Nous avons évoqué au Sénat, dans le cadre de l'examen d'une proposition de loi déposée par M. François-Noël Buffet,…
M. Marc-Philippe Daubresse. Par l'excellent François-Noël Buffet !
(Sourires.)
M. Éric Dupond-Moretti, garde des sceaux. … les conditions indignes, auxquelles nous sommes particulièrement sensibles, qui concernent la détention ordinaire comme les quartiers disciplinaires.
À ce titre, je vous indique que nous avons consacré plus de 130 millions d'euros par an à la rénovation des prisons. Reste que les choses ne se font pas en un claquement de doigts ! J'ai déjà eu, hélas ! le déplaisir de le dire, la justice a subi un abandon de trois décennies sur les plans humain, budgétaire et politique.

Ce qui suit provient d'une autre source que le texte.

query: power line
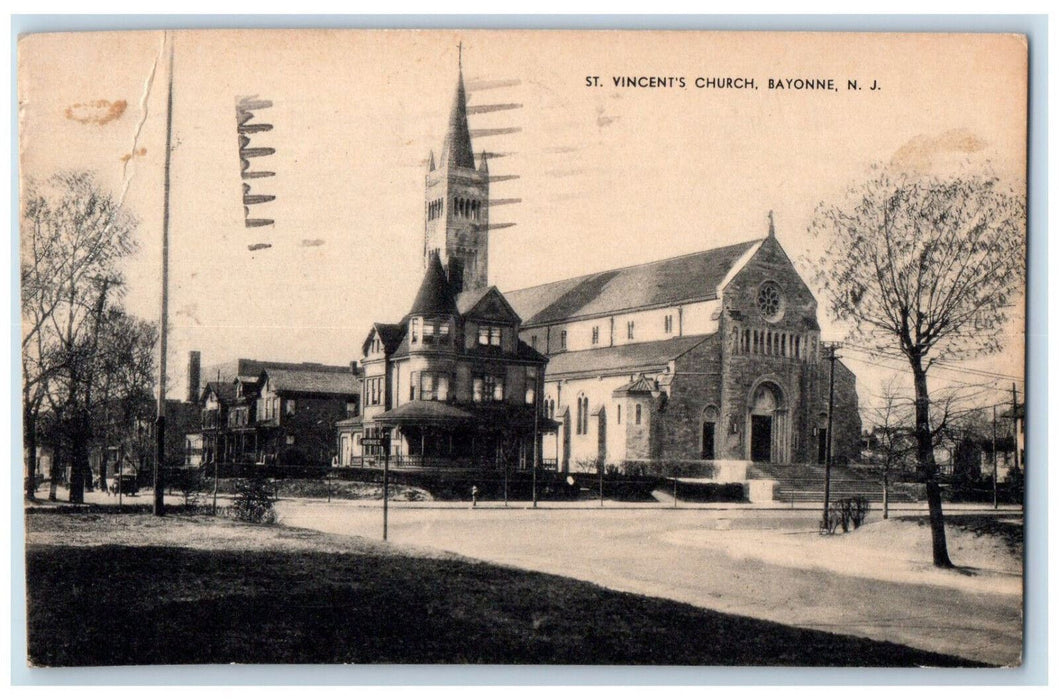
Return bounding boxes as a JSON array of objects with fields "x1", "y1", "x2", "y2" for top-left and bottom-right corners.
[{"x1": 841, "y1": 344, "x2": 1025, "y2": 383}]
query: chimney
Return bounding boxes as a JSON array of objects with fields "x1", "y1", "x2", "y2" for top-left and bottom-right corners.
[{"x1": 187, "y1": 351, "x2": 201, "y2": 403}]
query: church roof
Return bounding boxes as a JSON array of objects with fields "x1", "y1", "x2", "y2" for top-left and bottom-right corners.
[
  {"x1": 440, "y1": 67, "x2": 476, "y2": 169},
  {"x1": 504, "y1": 239, "x2": 763, "y2": 327},
  {"x1": 544, "y1": 335, "x2": 712, "y2": 378},
  {"x1": 409, "y1": 252, "x2": 458, "y2": 317}
]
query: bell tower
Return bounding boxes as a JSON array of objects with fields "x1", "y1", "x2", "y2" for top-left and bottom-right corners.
[{"x1": 424, "y1": 45, "x2": 489, "y2": 293}]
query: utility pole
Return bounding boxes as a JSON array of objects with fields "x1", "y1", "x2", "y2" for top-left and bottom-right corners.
[
  {"x1": 992, "y1": 404, "x2": 998, "y2": 509},
  {"x1": 154, "y1": 32, "x2": 175, "y2": 517},
  {"x1": 821, "y1": 342, "x2": 840, "y2": 532},
  {"x1": 382, "y1": 429, "x2": 390, "y2": 541},
  {"x1": 1011, "y1": 383, "x2": 1020, "y2": 475},
  {"x1": 532, "y1": 379, "x2": 540, "y2": 508}
]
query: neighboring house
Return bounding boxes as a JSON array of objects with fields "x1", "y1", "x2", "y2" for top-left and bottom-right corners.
[
  {"x1": 504, "y1": 219, "x2": 861, "y2": 471},
  {"x1": 254, "y1": 367, "x2": 360, "y2": 465},
  {"x1": 199, "y1": 379, "x2": 237, "y2": 465},
  {"x1": 192, "y1": 354, "x2": 359, "y2": 467}
]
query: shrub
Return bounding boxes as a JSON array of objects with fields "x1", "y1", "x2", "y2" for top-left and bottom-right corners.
[
  {"x1": 229, "y1": 476, "x2": 277, "y2": 524},
  {"x1": 826, "y1": 497, "x2": 871, "y2": 534},
  {"x1": 620, "y1": 459, "x2": 718, "y2": 479}
]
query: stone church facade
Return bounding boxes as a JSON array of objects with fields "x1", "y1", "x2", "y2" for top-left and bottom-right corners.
[{"x1": 504, "y1": 218, "x2": 861, "y2": 471}]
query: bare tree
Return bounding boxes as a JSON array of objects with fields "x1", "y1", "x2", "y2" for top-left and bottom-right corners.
[
  {"x1": 21, "y1": 171, "x2": 139, "y2": 503},
  {"x1": 809, "y1": 168, "x2": 1025, "y2": 567},
  {"x1": 864, "y1": 376, "x2": 915, "y2": 519},
  {"x1": 89, "y1": 309, "x2": 158, "y2": 493}
]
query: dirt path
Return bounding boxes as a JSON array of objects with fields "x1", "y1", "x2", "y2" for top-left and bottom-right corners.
[{"x1": 276, "y1": 502, "x2": 1023, "y2": 666}]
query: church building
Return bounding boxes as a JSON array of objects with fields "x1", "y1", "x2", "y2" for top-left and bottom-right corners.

Par ailleurs, s'agissant des suicides, le quartier disciplinaire peut bien évidemment constituer un facteur « favorisant », si j'ose dire. Nous sommes très attentifs à ce point. Le personnel pénitentiaire prend un certain nombre de dispositions et nous faisons venir des médecins. Vous l'avez compris, le suicide d'un détenu, c'est un échec.
Monsieur le sénateur, je vous ouvre la porte de la Chancellerie, afin de vous communiquer très prochainement les chiffres sur ce sujet. Nous réfléchirons ensemble à ce que vous avez proposé. Toutefois, je le dis, ce point n'est pas, pour le moment, à l'ordre du jour.
(Bravo ! et applaudissements sur les travées du groupe RDPI.)
M. le président. La parole est à M. Guy Benarroche, pour la réplique.
M. Guy Benarroche. Je vous remercie de votre réponse, monsieur le garde des sceaux. Simplement, certains processus administratifs sont susceptibles de créer des problèmes.
Par exemple, des détenus sont au quartier disciplinaire parce que leurs téléphones portables ne sont pas ceux qui sont mis à disposition par l'administration. Or, en vertu de contrats passés par le ministère, le coût d'un appel autorisé est dix fois plus élevé que celui d'un appel ordinaire ! Il faut donc prendre les mesures nécessaires, y compris s'agissant des marchés publics conclus pour ces matériels.